The Real Reason Republicans Hate the Iran Nuclear Deal

Impact

Bright and early Tuesday morning, President Barack Obama announced the United States and world powers had struck a long-awaited deal with Iran that would rein in its capacity to build a nuclear weapon. The landmark agreement doesn't foreclose the opportunity that Iran could ever develop nuclear weapons, but the oversight measures it puts in place make it extremely difficult for the country to do so for the next 15 to 20 years.

The diplomatic breakthrough — the product of 20 months of negotiations — has not been well-received in all quarters. Republicans are convinced that the deal, which institutes rigorous monitoring and centrifuge reduction in exchange for lifting sanctions on the isolated Middle Eastern nation, represents nothing less than total capitulation to an enemy state. GOP party leaders and presidential contenders quickly unleashed a torrent of criticism of the deal:

So what exactly do Republicans want? Much like with their ire against Obamacare, Iran has become an issue that allows conservative politicians to rail against ambitious attempts to solve massive conundrums without providing a viable alternative. More sanctions? So far sanctions have failed to thwart Iran's thirst for nuclear power, and allies of the United States would likely falter in their commitment to them after it walked away from a decent deal. A strike on Iran's nuclear weapons, or a full-fledged war? That would be catastrophic for the region, and would likely backfire. 

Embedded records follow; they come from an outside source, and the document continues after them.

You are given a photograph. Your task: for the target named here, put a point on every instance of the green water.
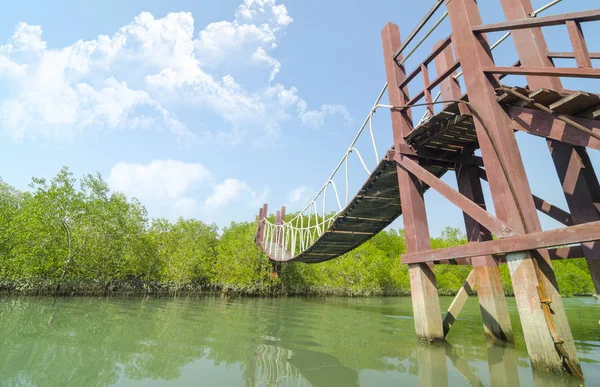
(263, 342)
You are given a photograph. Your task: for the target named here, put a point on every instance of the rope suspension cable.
(309, 233)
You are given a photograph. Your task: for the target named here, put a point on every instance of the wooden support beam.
(573, 166)
(582, 192)
(546, 125)
(459, 301)
(552, 211)
(406, 150)
(262, 229)
(430, 86)
(414, 32)
(559, 253)
(424, 294)
(543, 21)
(544, 71)
(483, 217)
(555, 253)
(582, 55)
(486, 274)
(510, 190)
(580, 233)
(443, 44)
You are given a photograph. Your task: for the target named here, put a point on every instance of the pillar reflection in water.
(273, 365)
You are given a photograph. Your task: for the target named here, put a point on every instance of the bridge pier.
(533, 279)
(424, 294)
(492, 303)
(573, 166)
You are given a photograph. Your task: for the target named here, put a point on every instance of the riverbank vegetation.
(69, 237)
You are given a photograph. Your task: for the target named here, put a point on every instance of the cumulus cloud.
(168, 181)
(176, 188)
(231, 191)
(316, 118)
(299, 195)
(138, 77)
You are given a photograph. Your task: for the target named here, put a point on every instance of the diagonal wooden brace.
(480, 215)
(546, 125)
(543, 206)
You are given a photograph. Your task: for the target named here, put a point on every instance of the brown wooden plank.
(544, 21)
(592, 113)
(580, 233)
(472, 209)
(575, 103)
(546, 125)
(545, 96)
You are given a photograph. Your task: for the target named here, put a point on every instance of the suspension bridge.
(470, 106)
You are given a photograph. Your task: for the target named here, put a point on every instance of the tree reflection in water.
(257, 342)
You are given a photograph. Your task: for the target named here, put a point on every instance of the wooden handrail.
(553, 20)
(545, 71)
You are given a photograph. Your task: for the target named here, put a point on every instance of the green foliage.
(67, 238)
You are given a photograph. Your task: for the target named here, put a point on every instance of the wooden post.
(511, 194)
(575, 170)
(431, 363)
(459, 302)
(503, 365)
(261, 236)
(492, 304)
(425, 298)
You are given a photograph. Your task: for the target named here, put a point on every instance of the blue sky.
(207, 109)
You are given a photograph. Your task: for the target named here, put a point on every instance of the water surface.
(264, 342)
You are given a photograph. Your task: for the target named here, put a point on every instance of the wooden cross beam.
(580, 233)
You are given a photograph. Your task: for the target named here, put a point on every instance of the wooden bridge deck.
(445, 135)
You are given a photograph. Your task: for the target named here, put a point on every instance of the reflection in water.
(257, 342)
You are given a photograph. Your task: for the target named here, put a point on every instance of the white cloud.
(299, 194)
(137, 77)
(316, 118)
(167, 181)
(232, 191)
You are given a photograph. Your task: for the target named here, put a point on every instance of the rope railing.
(285, 240)
(493, 46)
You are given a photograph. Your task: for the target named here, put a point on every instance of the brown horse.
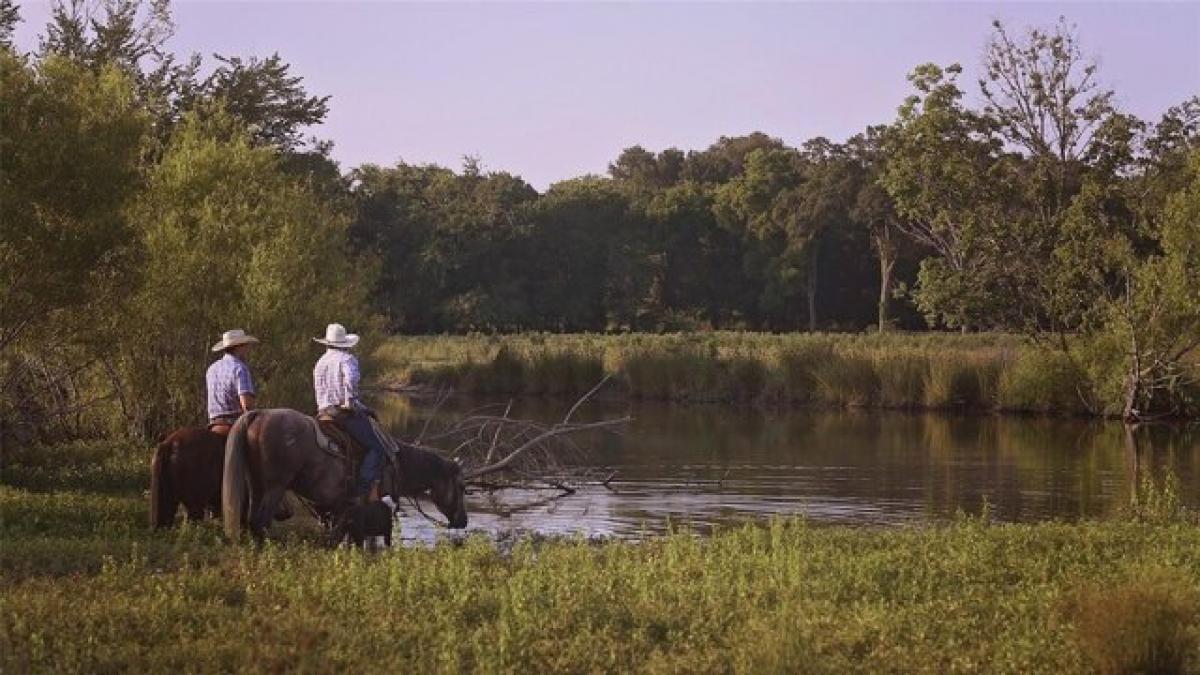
(186, 470)
(270, 452)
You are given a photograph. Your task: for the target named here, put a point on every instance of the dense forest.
(153, 199)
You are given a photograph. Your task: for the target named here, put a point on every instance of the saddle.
(349, 448)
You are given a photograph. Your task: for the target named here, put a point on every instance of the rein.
(417, 505)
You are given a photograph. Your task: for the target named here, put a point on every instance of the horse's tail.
(233, 482)
(163, 500)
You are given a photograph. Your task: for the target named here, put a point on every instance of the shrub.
(1146, 625)
(901, 378)
(847, 380)
(1041, 381)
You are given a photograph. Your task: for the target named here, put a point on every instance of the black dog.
(367, 520)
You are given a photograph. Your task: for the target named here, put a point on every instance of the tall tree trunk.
(887, 264)
(1133, 463)
(811, 285)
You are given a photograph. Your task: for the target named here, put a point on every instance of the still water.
(703, 466)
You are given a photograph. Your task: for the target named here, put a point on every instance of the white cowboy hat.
(234, 338)
(337, 336)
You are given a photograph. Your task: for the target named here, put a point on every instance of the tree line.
(151, 201)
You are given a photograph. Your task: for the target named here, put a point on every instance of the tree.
(952, 187)
(10, 16)
(232, 239)
(132, 35)
(71, 142)
(875, 211)
(267, 97)
(643, 169)
(577, 232)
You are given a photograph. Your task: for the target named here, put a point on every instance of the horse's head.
(449, 494)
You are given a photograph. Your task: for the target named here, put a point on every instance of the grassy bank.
(927, 371)
(89, 589)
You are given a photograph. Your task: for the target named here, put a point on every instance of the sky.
(555, 90)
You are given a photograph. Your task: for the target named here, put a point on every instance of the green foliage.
(1044, 381)
(71, 142)
(892, 370)
(229, 239)
(1146, 623)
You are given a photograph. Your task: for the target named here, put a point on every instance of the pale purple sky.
(556, 90)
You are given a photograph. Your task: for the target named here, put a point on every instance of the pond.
(705, 466)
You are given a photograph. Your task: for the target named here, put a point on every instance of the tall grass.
(88, 589)
(928, 371)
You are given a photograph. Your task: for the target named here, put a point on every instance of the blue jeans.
(360, 426)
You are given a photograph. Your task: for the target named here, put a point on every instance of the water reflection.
(705, 466)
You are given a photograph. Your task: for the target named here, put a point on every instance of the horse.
(186, 469)
(273, 451)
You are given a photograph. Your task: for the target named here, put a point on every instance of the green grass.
(913, 371)
(88, 589)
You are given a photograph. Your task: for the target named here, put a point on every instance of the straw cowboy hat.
(337, 336)
(234, 338)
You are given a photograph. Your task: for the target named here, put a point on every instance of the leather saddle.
(351, 449)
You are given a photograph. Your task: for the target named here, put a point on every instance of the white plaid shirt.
(228, 377)
(336, 380)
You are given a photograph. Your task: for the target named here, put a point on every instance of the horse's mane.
(418, 459)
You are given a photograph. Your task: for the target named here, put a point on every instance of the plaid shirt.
(228, 377)
(336, 380)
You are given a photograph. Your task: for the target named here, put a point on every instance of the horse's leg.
(264, 511)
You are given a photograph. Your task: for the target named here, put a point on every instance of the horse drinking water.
(270, 452)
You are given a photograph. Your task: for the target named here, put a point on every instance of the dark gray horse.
(270, 452)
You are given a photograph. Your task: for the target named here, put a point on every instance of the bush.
(847, 380)
(1041, 381)
(1147, 625)
(901, 378)
(963, 381)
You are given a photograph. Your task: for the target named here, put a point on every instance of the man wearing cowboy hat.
(231, 388)
(336, 381)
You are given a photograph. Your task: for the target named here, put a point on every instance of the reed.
(918, 371)
(89, 589)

No, the Republicans aren't raging against the deal as much as they're raging against something far bigger: The fact that the U.S. can't do exactly as it wants in the Middle East. 

The Atlantic's Peter Beinart has some sharp observations on this dynamic:

When critics focus incessantly on the gap between the present deal and a perfect one, what they're really doing is blaming Obama for the fact that the United States is not omnipotent. This isn't surprising given that American omnipotence is the guiding assumption behind contemporary Republican foreign policy. Ask any GOP presidential candidate except Rand Paul what they propose doing about any global hotspot and their answer is the same: be tougher.

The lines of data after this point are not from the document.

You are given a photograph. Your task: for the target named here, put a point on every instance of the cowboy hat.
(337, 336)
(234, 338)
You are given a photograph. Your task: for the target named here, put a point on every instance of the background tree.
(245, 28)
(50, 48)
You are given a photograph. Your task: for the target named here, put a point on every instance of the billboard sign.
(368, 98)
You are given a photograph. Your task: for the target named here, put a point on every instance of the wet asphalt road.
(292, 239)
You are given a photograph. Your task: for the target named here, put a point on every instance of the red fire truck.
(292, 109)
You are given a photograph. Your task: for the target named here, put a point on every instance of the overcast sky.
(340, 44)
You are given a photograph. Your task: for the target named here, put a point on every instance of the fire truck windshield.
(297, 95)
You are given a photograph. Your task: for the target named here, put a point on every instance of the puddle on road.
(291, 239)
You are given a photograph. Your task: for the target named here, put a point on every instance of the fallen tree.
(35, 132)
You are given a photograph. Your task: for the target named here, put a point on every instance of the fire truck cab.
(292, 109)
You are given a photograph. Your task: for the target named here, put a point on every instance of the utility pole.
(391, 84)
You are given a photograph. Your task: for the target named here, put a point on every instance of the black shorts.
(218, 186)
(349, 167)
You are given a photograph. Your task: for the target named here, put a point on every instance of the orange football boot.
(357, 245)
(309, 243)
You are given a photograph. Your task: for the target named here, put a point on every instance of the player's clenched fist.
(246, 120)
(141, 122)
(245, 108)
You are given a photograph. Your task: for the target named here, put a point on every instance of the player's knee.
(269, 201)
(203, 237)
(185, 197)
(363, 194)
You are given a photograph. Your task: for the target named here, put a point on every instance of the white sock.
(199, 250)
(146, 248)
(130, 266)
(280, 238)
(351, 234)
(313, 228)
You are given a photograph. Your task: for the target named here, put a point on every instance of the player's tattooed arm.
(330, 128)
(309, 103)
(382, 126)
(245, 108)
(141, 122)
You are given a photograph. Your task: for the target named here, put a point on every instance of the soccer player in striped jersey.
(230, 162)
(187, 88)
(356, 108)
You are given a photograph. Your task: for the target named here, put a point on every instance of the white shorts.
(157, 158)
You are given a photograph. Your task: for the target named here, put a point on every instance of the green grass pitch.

While Republicans are claiming the deal is weak, the main worry that animates them isn't anxiety about a nuclear Iran, which is a far-fetched possibility for quite some time under the current deal's terms. It's anxiety that the U.S. could be seen as conceding in any manner to a much smaller and weaker country. 

On Iran, the Obama administration departed from the Bush administration's pursuit of foreign policy goals through preventive warfare. It determined that the U.S. needed to work with the international community to solve global problems and not rely on brute force. 

As Beinart notes, this deal "codifies the limits of American power. And recognizing the limits of American power also means recognizing the limits of American exceptionalism."

But Republicans are bent on denying that reality as long as possible. Presidential candidates like Wisconsin Gov. Scott Walker have actively sought to make it a policy battleground for 2016. And their opposition to a deal isn't an empty threat. The next president could torpedo the agreement by re-instituting sanctions.

The GOP is publicly claiming that this deal is dangerous to the U.S. and its allies. But the real danger is to public perception of American power — the possibility that the U.S. negotiates terms rather than dictates them. The problem they'd never admit publicly is that chest-thumping and militarism can't solve every foreign policy challenge. And in recent history it has made most of them far worse.